The uproar hasn't kept the school community from celebrating its final days.
On Wednesday night, the seniors and their families enjoyed the traditional Seton Keough Senior Dinner, with many of the school's 50 faculty members serving the fare.
Thursday was a special "Celebrate Seton Keough Day," featuring faculty-student volleyball and other games. The school set aside an "affirmation hour" for each of the four grades to gather on their own and reminisce.
Bridickas says she has special empathy for the school's underclasswomen, many of whom followed mothers, aunts, older sisters and cousins to Seton Keough, but who will never have the chance to enjoy the senior privileges they've earned, or graduate from the school themselves.
But juniors were given special permission to use the senior lounge for the final weeks. They'll also be given mementos normally reserved for graduating seniors: tassels of green and gray, the school's colors.
And every student will receive the alumnae association pin that seniors have always been awarded upon graduation, signaling what Bridickas hopes will be a lifelong association with Seton Keough.
Brickidas is to deliver the keynote address at commencement Friday morning. She says it will be a chance to reflect on the achievements of what she calls "an extraordinary class of young women."

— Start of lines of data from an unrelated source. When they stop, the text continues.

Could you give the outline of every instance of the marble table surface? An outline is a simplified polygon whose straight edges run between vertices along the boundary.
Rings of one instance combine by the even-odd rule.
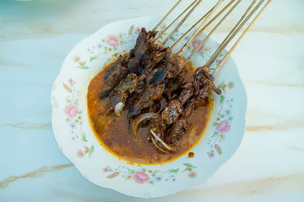
[[[302,0],[274,0],[233,53],[248,93],[246,130],[235,155],[205,183],[132,198],[89,182],[58,148],[50,96],[66,55],[104,25],[163,16],[175,2],[0,2],[0,201],[304,201]],[[203,1],[189,22],[215,3]],[[213,38],[222,39],[240,13]]]

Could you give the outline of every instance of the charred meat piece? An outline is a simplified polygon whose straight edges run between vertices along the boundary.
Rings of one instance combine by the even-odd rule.
[[[129,54],[129,56],[131,56],[131,58],[135,57],[135,58],[127,61],[126,57],[120,56],[119,59],[113,64],[112,68],[110,68],[110,71],[104,77],[106,83],[103,85],[103,88],[100,93],[100,100],[109,96],[110,92],[127,76],[128,73],[137,71],[139,65],[142,62],[141,61],[143,60],[145,62],[145,57],[148,57],[150,54],[146,53],[148,49],[146,43],[149,39],[154,38],[157,33],[157,32],[156,31],[146,32],[144,28],[141,29],[141,32],[136,40],[136,44]],[[153,48],[156,49],[156,45],[154,45],[153,47]],[[129,65],[128,62],[131,62],[131,63]],[[128,68],[125,67],[127,67]]]
[[[198,68],[190,81],[182,86],[183,90],[178,99],[184,105],[194,94],[198,94],[201,86],[207,82],[214,80],[214,78],[209,73],[207,67],[203,66]]]
[[[142,58],[147,50],[148,49],[147,45],[145,43],[141,43],[138,45],[138,47],[135,48],[134,51],[135,58],[140,60]]]
[[[182,84],[185,76],[184,70],[183,70],[173,79],[166,84],[165,93],[167,95],[169,100],[171,99],[173,93]]]
[[[183,69],[184,61],[181,56],[166,57],[167,64],[163,69],[160,69],[155,75],[153,84],[165,82],[176,77]]]
[[[138,115],[141,110],[153,105],[153,101],[161,100],[163,98],[162,92],[162,87],[159,85],[146,88],[139,95],[140,97],[139,100],[129,110],[128,118],[130,119],[134,116]]]
[[[119,65],[113,73],[105,80],[103,88],[99,93],[99,100],[104,99],[116,87],[120,82],[128,75],[128,70],[125,67]]]
[[[176,141],[180,140],[183,134],[185,132],[189,132],[193,127],[193,124],[188,123],[188,120],[186,117],[184,116],[180,117],[168,130],[168,132],[164,133],[165,142],[177,147],[178,144]]]
[[[183,112],[183,107],[176,99],[170,100],[164,109],[161,115],[151,122],[151,129],[156,134],[165,130],[166,127],[175,122]]]
[[[119,103],[123,104],[123,107],[125,106],[129,95],[134,90],[137,78],[137,76],[135,74],[129,74],[126,79],[121,81],[119,84],[112,90],[107,101],[108,112],[113,110],[115,106]],[[121,112],[117,112],[116,113],[120,114]]]
[[[126,67],[128,62],[126,59],[126,57],[123,57],[121,55],[119,56],[118,59],[113,63],[110,66],[110,68],[107,68],[106,73],[105,74],[103,80],[106,80],[109,76],[113,73],[113,72],[121,66]]]
[[[180,117],[177,121],[171,127],[169,134],[165,136],[165,142],[168,144],[173,144],[177,146],[177,140],[180,140],[185,133],[189,133],[192,129],[193,125],[188,122],[188,119],[191,114],[198,106],[199,103],[203,100],[209,94],[211,90],[217,94],[220,94],[221,90],[216,88],[212,81],[208,81],[201,89],[198,95],[192,98],[187,103],[182,116]]]
[[[128,72],[129,73],[135,73],[138,69],[138,60],[133,58],[129,60],[128,63]]]

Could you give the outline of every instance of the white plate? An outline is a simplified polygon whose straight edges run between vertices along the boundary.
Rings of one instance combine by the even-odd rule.
[[[128,52],[134,47],[141,27],[149,30],[160,19],[143,17],[116,22],[80,42],[64,60],[51,97],[53,130],[64,155],[92,183],[137,197],[163,196],[205,182],[235,153],[245,127],[247,95],[236,64],[230,58],[216,75],[215,83],[222,93],[212,95],[214,100],[211,120],[191,150],[194,158],[187,159],[185,154],[164,165],[138,167],[119,160],[100,145],[88,120],[86,96],[90,81],[105,63],[113,61],[108,59],[114,53]],[[159,29],[169,23],[165,21]],[[166,45],[173,44],[190,27],[182,26]],[[200,35],[183,55],[189,56],[205,36]],[[205,64],[218,46],[208,40],[193,58],[196,66]]]

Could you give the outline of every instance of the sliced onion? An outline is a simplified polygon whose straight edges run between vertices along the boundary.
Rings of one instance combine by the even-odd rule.
[[[156,135],[156,134],[155,134],[154,133],[154,132],[153,132],[153,131],[152,130],[150,130],[150,132],[151,132],[151,133],[152,133],[152,134],[153,135],[153,136],[158,140],[159,140],[160,142],[161,142],[161,143],[164,145],[164,146],[166,148],[167,148],[168,150],[170,150],[171,151],[174,151],[174,152],[175,152],[175,150],[176,150],[176,149],[175,148],[173,147],[173,146],[171,146],[170,145],[168,145],[166,143],[165,143],[165,142],[164,141],[163,141],[163,140],[162,139],[161,139],[161,138],[160,138],[159,137],[158,137],[158,136]]]
[[[116,104],[114,108],[114,114],[117,117],[119,117],[123,115],[122,112],[123,111],[124,107],[125,107],[125,104],[121,102]]]
[[[155,141],[154,140],[154,138],[151,138],[151,140],[152,140],[152,142],[153,142],[153,143],[154,144],[155,146],[156,146],[156,148],[158,148],[160,151],[163,152],[164,153],[167,153],[167,152],[163,149],[162,148],[160,147],[159,146],[157,145],[157,144],[156,143],[156,142],[155,142]]]
[[[138,130],[138,125],[140,122],[144,120],[147,120],[150,119],[155,119],[158,118],[160,116],[158,114],[148,113],[142,114],[139,116],[137,116],[133,120],[133,123],[132,124],[132,133],[135,136],[137,134],[137,131]]]
[[[162,139],[163,138],[163,137],[164,137],[164,132],[162,132],[161,133],[159,133],[159,134],[157,134],[157,136],[158,137],[159,137],[160,138]],[[159,141],[157,139],[155,140],[155,142],[158,142]]]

It's a group that provided more than 2,840 hours of community service, earned acceptances at 122 colleges and qualified for more than $6.5 million in college scholarships.
"I think the purpose of my speech is to send the Class of 2017 off into the next part of their life knowing they made an impact here at Seton Keough," she says. "Hopefully, they'll take everything they've learned here, and with it their deep faith, and share it with the world."
She has no plans to mention "The Keepers."